Saturday, March 6, 2010

Flames in Cyberspace

Philip A. Thompsen discusses the idea of flaming, in Cyberspace and Communication, an issue which we discussed briefly in class today. Personally, I appreciate the original definition of flaming, "to speak rabidly or incessantly on an uninteresting topic or with a patently ridiculous attitude." This came out of a 1983 version of "The Hacker's Dictionary" and I have to say that translates to a point to today's version of flaming (331.)

But, personally, I have witnessed a lot less of overtly flaming on the internet, but more manipulation in order to transmit the same or similar emotions of anger, frustration, and argument that flaming is defined as. I do not see flaming as much, but more so constructive, relatively cruel, critiques of individuals in a Myspace/Facebook environment, or a blog/academic environment.

I agree with Thompsen when he suggest that flaming is a mixture of media experience and skills, and the social influence of the form. More flaming I have witnessed occurs on message boards, where the open forum makes flaming almost permissible. On blogs or Facebookesc sites, I see less flaming because of the nature of the "social influence" of the forum. As Professor Strate mentioned in class, Facebook is a "safe" environment, and there is no room for flaming to be a common place.

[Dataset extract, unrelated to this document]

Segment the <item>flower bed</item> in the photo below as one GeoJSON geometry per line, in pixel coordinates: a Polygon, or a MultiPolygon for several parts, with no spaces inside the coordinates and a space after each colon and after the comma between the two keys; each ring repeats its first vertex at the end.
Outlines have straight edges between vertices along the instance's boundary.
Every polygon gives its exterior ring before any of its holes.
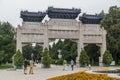
{"type": "Polygon", "coordinates": [[[57,76],[47,80],[119,80],[117,78],[110,78],[107,74],[89,74],[85,72],[77,72],[73,74],[57,76]]]}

What do you think? I think web 1.0 types of websites allowed for flaming to occur more than Web 2.0, which makes interpersonal conversation more constructive, then 1.0 which made it constrained to a more linear form. But honestly, I do not see flaming as much now than I saw it say 7 or 8 years ago. Why?

-Jessica Vanacore

1 comment:

  1. Interesting question you pose, and it's certainly true that the term itself is no longer used as much. Maybe people have grown accustomed to exchanging text on line and via cell phones, and are more forgiving. Maybe we've gotten better at constructing the messages and avoiding misunderstanding. Maybe Web 2.0 is a richer medium, better able to communicate subtleties. Maybe there is so much out there that rather than stay and argue, people just withdraw. It does seem to me to be a lot harder now just to get a message through, and get people to pay attention, whereas with flaming maybe people were paying too much attention, reading too much into messages. I do agree too that a bigger problem these days is what's know as trolling.